The pre-trained text embedding model transforms a text vector into this:

hub_layer([train_X[0]])

<tf.Tensor: shape=(1, 50), dtype=float32, numpy= array([[ 0.6559994 , -0.36600357, -0.44733047, 0.14775002, -0.08071946, -0.12030374, 0.5138606 , 0.27464962, -0.87437606, 0.66484827, 0.40583038, -0.14077562, 0.45879784, 0.36525556, -0.33027282, -0.37734213, -0.30459747, 0.3568462 , -0.08457891, -0.5422376 , -0.37982544, -0.4337511 , -0.28198293, 0.19678144, -0.5172179 , 0.30254832, -0.9586079 , 0.08863939, 0.12784152, 0.07422924, -0.05461134, 0.50721776, 0.676839 , -0.51586926, -0.25607902, 0.05077176, -0.37963608, 0.42856446, 0.4734673 , -0.77815765, 0.24654998, 0.6092979 , -0.10154548, 0.08016953, -0.1183377 , 0.56701434, -0.508983 , -0.3649302 , 0.9356594 , 0.6263341 ]], dtype=float32)>

Bulid the Model

def add_layers(model, iteration, neurons, activation, regularizer, initializer, dropout):
  """create multiple hidden layers with dropouts"""
  for i in range(iteration+1):
    model.add(tf.keras.layers.Dense(neurons, activation=activation, kernel_regularizer=regularizer, kernel_initializer=initializer))
    model.add(tf.keras.layers.Dropout(dropout))
    
dropout = 0.01

model = tf.keras.Sequential()
model.add(hub_layer)
add_layers(model, iteration=3, neurons=50, activation='elu', regularizer=None, initializer='he_normal', dropout=dropout)
model.add(layers.Dense(1, activation='sigmoid'))

Compile the Model

loss_ = tf.keras.losses.BinaryCrossentropy(from_logits=True)
metrics_ = tf.keras.metrics.BinaryAccuracy()
opt = tf.keras.optimizers.Adam(learning_rate=0.01)

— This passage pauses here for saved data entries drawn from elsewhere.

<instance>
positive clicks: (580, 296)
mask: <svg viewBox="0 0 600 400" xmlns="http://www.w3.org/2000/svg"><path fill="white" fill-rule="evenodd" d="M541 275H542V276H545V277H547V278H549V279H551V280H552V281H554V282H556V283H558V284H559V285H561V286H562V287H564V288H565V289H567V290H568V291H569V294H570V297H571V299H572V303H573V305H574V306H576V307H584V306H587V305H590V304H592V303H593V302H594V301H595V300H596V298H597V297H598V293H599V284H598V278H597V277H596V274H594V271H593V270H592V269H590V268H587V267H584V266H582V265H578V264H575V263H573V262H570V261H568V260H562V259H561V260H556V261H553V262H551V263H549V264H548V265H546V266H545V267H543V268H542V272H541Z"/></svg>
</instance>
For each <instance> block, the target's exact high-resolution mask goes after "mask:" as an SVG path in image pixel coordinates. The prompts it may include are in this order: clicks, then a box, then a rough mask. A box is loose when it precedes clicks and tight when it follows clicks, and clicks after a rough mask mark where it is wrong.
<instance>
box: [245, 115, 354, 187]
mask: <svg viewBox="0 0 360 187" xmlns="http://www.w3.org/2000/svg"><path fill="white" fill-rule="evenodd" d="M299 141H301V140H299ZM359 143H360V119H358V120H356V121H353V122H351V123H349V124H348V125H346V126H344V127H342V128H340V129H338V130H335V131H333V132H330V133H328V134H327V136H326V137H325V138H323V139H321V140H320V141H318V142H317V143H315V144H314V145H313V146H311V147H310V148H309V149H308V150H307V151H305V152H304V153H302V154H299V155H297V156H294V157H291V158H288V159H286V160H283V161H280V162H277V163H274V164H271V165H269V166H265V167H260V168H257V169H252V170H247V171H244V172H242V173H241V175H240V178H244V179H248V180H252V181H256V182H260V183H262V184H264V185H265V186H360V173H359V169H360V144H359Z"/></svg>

model.compile(loss = loss_,
              optimizer=opt, # change learning rate here!
              metrics=['accuracy'])

model.save_weights('five_stars')

Train the Model

model.load_weights('five_stars')

earlystop = tf.keras.callbacks.EarlyStopping(monitor='val_accuracy', mode='max', patience=3) # stops if the val_accuracy is not improving for three rounds
epochs = 15
history = model.fit(
    train_X, train_Y,
    validation_data=(val_X,val_Y),
    batch_size=200,
    epochs = epochs,
    callbacks=[earlystop])

Evaluate the Model with Test Set

results = model.evaluate(test_X, test_Y, verbose=2)

for name, value in zip(model.metrics_names, results):
  print("%s: %.3f" % (name, value))

851/851 - 1s - loss: 0.6824 - accuracy: 0.8387 loss: 0.682 accuracy: 0.839

Conclusion: Logistic Regression Works Better (in this case)

Logistic Regression performs better than the ANN model - not only did the Logit model acheive a higher accuracy score (0.87) than the ANN model (0.84), it also took a lot more time to fine tune the hyperparameters in the ANN model to acheive such performance. I guess this is an instance where cooler(?) methods don't necessarily perform better, and we need to look for the most efficient means to reach our goals.